Cisco `ip ssh source-interface` refers to server, client, or both

ciscocisco-commandsssh

If I do ip ssh source-interface g0, that restricts:

  1. which interface the Cisco device listens for SSH connections,
  2. which interface it is allowed to use for the client to connect to other SSH servers,
  3. which interface all SSH packets go out and/or permitted in (implying both 1 and 2), or
  4. None of the above.

Experimentally, it looks like 2, which is not what I had intuited originally, thus prompting the question for confirmation.

https://www.cisco.com/c/en/us/td/docs/ios-xml/ios/security/d1/sec-d1-cr-book/sec-cr-i3.html#wp5893687220 — Ref that seems to agree with my experimental conclusion, but I've been wrong trying to follow Cisco logic before.

Best Answer

Actually, none of the above. It doesn't actually determine any interface. That command, and other Cisco source commands, determine the source address on the traffic sourced on the device exiting the device, regardless of the actual interface used to forward the traffic. Remember that traffic is routed by the destination address.

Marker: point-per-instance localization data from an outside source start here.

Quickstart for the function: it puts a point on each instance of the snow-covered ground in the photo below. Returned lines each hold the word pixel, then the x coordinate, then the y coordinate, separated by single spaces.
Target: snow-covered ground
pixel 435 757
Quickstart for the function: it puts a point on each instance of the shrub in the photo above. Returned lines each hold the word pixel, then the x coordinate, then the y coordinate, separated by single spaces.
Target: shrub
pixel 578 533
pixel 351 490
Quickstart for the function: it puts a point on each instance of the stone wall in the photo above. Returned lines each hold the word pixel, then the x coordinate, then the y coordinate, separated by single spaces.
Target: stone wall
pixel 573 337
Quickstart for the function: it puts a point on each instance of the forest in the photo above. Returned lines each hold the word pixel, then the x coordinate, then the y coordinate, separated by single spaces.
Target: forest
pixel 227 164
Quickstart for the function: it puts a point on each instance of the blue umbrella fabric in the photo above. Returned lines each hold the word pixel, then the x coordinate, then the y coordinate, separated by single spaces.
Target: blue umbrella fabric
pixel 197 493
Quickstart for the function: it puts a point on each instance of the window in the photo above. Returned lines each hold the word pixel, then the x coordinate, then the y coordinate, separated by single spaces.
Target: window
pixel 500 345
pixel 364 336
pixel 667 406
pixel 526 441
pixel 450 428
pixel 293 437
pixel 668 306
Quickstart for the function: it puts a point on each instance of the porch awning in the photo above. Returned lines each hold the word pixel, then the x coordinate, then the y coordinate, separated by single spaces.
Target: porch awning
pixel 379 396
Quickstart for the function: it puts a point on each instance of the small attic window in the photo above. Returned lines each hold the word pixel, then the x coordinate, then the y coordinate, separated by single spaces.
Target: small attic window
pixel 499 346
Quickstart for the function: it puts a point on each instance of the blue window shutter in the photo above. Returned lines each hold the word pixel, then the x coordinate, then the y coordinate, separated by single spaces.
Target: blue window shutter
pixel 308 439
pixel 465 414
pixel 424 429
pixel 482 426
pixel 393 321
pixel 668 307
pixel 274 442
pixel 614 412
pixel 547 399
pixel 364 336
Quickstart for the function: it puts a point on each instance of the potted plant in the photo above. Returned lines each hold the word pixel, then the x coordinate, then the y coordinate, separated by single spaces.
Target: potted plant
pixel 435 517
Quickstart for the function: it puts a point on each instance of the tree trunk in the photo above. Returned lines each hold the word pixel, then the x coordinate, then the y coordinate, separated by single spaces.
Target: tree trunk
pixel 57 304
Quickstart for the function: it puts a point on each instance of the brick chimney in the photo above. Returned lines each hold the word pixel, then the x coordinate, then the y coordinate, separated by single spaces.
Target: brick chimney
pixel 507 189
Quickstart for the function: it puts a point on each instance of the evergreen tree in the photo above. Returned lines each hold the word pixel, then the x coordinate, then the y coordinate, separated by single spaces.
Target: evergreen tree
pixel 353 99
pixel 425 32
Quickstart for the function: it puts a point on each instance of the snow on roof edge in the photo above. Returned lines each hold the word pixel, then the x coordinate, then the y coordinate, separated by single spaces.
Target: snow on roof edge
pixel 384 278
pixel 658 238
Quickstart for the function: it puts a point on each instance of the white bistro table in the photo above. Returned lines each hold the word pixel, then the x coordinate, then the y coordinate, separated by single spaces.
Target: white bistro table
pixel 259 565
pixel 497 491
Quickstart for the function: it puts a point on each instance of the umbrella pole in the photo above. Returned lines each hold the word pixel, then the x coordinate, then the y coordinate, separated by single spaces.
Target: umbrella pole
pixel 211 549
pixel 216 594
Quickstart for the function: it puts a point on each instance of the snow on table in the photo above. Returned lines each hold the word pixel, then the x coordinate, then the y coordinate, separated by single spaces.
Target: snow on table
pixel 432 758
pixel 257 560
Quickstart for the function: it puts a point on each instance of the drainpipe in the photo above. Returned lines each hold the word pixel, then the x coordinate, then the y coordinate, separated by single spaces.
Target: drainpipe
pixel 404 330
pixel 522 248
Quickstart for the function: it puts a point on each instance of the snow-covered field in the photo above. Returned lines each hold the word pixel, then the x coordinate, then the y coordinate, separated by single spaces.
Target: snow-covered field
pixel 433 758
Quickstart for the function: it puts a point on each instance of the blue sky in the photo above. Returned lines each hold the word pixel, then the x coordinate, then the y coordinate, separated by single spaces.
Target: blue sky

Without any command, the source address on the traffic sourced from the device leaving the device would be the actual interface used, but the Cisco source commands can be used to change the source address to the address of a different interface on the router. Loopback interfaces are a good choice because loopback addresses never go down, unless you specifically configure them down.

For example, you have a router with Loopback0, GigbitEthernet0, GigbitEthernet1, and GigbitEthernet2. You probably want all traffic sourced from Loopback0 so that it doesn't matter which interface is used. That way, if the traffic would normally use GigbitEthernet0, but that interface goes down and the other device could still reach the router through GigbitEthernet2, then the conversation can continue normally because the source address remains the same.